*Update from Trading Standards – 18th May 2018 *
Online fraud has reached epidemic proportions with the five most common scams in the UK totalling 130,202 cases in 2017. As part of its Beat the Scammers campaign, TalkTalk has worked with Action Fraud to identify the most common online scams.
Here are TalkTalk’s top five scams in the UK last year and how to beat them:
Online shopping and auctions
Shopping and online auction fraud is where a product bought on an internet auction site is either misrepresented online or not delivered. Scammers will accept an electronic payment, but the goods will not arrive, and the sites are found to be bogus and untraceable.
Scam prevention tip: Ask yourself: – is the deal too good to be true? The chances are that if it sounds too good to be true – it probably is. Look at online reviews across several sources, such as Trustpilot, Feefo or Sitejabber, which aggregate customer reviews. This will stop you being duped by fake reviews that may feature on their own site.

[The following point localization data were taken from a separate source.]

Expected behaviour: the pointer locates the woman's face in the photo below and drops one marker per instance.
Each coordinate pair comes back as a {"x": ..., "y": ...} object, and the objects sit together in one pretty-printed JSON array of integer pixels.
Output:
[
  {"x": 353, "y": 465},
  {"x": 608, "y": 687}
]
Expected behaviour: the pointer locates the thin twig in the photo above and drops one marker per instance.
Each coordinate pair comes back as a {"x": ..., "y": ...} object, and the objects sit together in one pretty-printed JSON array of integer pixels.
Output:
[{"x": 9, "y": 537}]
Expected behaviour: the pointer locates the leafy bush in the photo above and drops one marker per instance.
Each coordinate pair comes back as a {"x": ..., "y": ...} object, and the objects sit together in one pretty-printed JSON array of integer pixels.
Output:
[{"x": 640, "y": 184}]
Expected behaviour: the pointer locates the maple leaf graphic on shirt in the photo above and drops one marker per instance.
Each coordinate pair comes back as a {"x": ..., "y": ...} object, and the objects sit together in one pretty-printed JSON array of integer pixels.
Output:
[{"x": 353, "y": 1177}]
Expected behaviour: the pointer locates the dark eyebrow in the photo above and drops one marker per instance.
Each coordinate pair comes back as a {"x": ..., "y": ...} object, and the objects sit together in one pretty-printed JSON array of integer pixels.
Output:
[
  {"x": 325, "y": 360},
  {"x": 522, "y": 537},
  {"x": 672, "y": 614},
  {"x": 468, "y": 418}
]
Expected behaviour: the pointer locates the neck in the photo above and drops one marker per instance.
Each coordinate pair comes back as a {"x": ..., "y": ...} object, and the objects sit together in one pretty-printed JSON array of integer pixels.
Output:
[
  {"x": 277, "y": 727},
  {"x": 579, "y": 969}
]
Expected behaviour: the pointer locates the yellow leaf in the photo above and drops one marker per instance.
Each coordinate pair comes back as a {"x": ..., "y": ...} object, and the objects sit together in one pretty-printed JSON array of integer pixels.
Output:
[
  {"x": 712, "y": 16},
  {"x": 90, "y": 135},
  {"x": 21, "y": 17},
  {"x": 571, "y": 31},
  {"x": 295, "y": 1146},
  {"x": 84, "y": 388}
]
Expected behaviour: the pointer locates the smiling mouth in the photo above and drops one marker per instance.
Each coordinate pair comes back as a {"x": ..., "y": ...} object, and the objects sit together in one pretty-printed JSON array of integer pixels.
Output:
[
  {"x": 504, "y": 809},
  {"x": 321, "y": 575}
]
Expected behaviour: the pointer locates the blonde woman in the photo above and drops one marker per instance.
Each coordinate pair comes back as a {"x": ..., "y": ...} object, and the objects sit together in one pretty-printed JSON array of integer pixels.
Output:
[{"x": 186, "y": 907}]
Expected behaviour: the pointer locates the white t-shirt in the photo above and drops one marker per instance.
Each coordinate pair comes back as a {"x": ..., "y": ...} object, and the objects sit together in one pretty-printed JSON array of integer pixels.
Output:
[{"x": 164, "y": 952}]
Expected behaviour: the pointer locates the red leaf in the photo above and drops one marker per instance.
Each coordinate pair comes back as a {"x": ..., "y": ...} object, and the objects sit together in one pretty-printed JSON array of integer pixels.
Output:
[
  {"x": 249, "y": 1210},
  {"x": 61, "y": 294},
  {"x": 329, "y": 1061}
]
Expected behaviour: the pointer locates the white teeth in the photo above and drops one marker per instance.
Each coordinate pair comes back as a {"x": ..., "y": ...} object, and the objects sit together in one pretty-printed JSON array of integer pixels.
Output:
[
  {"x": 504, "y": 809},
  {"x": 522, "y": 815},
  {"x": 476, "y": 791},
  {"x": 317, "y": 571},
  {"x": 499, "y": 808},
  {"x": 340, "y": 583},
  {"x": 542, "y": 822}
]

Computer software service fraud
Computer software service fraud consists of cold calls from bogus ‘tech support’ teams claiming the victim’s computer has a bug. The scammer will ask to remotely access the victim’s computer to fix it, at a charge, or simply ask for credit card information to ‘validate the software’. The caller will claim to have fixed a bug that didn’t exist, while charging the victim a fee. Fraudsters often use the names of well-known companies to commit their crime, as it makes their communication seem more legitimate.
Scam prevention tip: Most reputable firms will not ask for payment when calling you. When in doubt – hang up and call back on the customer service number provided on the company’s website.
Email/social media hacks
Email or social media hacks are when a scammer gains unpermitted access to email or social media accounts. A common tactic is to contact a family member or friend via a victim’s email or social media account and ask to borrow money and send it to an account that belongs to the scammer.
Scam prevention tip: use different and strong passwords across all accounts.
To create a strong password, select three random words. Using numbers, symbols and combinations of upper and lower-case letters can increase the strength.
Personal computer hacks
A personal computer hack is where a scammer accesses a home computer connected to the internet. This access often comes from phishing emails, directing users to enter personal information at a fake website. Once fraudsters have gained access, they will look to access online banking or to modify the computer in a way that makes it difficult for the owner to use.
Scam prevention tip: You can look out for telltale signs phishing emails with things as simple as poor grammar. Protect your computer by keeping it updated, installing good anti-virus software and by using the latest version of your web browser
Extortion is when a scammer accesses private content, such as photographs, and demands money to be paid immediately or it will be sent to family and friends or made public.
Scam prevention tip: Don’t send anyone content you wouldn’t want to be shared further, even if you think you know the person really well and keep your computer secure with strong passwords and good anti-virus software.